Since its creation, over fifteen years ago, free software and open source advocates have longed for the day when masses of people around the world would adopt GNU/Linux or Linux (depending on who you ask). There is little doubt that the past five years have seen tremendous strides in Linux desktop adoption.
Some hardware vendors, such as Dell, now sell Linux desktop computers, although you have to page through their online catalog to find it, and their promotion of it seems spotty at best. The netbook craze has also seen the rise of several Linux offerings, but even the company that arguably started the netbook craze with its Eee PCs, Asus, still proudly displays “Better with Windows” on their website.
According to some estimates, there are now more Linux desktop computers in the world than Apple computers running Mac OS X. Most of them are in countries outside the United States, however, where some countries have issued large scale adoption for their government offices. Still, the recognition of Apple’s product line is better known, and services and software vendors are still more inclined to support Apple before they support Linux (take Netflix’s Watch Now service as an example).
Despite all of those setbacks, Linux has begun to ascend in an entirely different arena: the mobile phone market. The number of Linux-based phones has not only surpassed the “handful” mark, some of them are now becoming serious contenders. Google shifted the playing field when it released Android, an open-source Linux-based mobile operating system. Android-based phones (including their MyTouch G3) are featured prominently on mobile carrier websites (see T-Mobile’s website).
The world was rocked yet again when Palm released its long anticipated Palm Pre. Just when people had all but left Palm for dead, the Palm Pre has become highly competitive in mobile sales. Its WebOS is a revolutionary Linux-based operating system that has drawn gawking even from iPhone users.

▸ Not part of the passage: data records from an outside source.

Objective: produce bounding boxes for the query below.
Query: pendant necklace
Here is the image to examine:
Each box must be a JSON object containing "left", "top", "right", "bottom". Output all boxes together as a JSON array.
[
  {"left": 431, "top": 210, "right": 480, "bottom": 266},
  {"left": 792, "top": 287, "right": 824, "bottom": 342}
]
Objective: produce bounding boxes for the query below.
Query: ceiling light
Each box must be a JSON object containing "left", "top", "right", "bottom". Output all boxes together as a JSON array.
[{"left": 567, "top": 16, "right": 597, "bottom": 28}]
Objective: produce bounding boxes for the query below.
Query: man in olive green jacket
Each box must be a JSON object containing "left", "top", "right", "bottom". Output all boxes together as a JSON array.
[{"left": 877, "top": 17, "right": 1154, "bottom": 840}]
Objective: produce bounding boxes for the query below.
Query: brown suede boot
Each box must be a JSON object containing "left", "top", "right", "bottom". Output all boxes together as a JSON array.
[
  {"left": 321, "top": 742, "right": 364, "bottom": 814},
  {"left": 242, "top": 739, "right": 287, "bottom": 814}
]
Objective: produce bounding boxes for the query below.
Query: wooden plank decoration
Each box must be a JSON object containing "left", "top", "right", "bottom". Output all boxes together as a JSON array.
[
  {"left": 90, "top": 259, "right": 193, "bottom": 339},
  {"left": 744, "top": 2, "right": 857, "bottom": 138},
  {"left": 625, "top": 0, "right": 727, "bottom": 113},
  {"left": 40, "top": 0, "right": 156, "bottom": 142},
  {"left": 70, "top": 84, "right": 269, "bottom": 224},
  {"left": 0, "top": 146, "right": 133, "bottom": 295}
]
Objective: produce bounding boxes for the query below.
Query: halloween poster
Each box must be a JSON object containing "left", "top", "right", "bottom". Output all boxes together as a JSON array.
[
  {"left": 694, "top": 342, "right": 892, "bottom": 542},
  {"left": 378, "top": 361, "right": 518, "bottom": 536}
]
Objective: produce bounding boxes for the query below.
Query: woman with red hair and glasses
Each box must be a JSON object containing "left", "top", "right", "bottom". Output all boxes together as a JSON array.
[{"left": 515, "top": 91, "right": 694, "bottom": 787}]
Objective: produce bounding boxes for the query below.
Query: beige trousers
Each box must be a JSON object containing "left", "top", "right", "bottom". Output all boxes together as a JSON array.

Now, another major vendor is entering the Linux fold in a big way. Nokia, which is still the world’s leading smartphone seller, has invested years of research and financial backing into development of the open source Maemo operating system. It powered the Nokia 770, N800, and N810, all of which were not phones. The release of the N900, however, could very well solidify Linux’s position in the mobile market.
Rather than a Linux whim, like that of Asus or Dell, Nokia seems poised to make Maemo their OS of choice. Their recent acquisition of Trolltech highlights this. Trolltech was responsible for the QT graphical user interface and framework that powers KDE (a Linux desktop environment) and the Opera web browser, among other software. Nokia is in it for the long-haul, and the N900 will most likely be the first of many maemo-based mobile phones. Furthermore, Nokia’s acquisition of Symbian, which makes the most prominent mobile operating system, has committed to releasing Symbian OS under an open source license.
Will Android, WebOS, and Maemo surpass other operating systems in the cellphone market? Will other smartphone manufactures follow? (Motorola is now shipping Linux-based phones, among others). The writing seems to be on the wall, so I am calling it. 2009 will be the year of the Linux mobile phone. There…I said it. I don’t even know what it really means, but I do know the game has changed.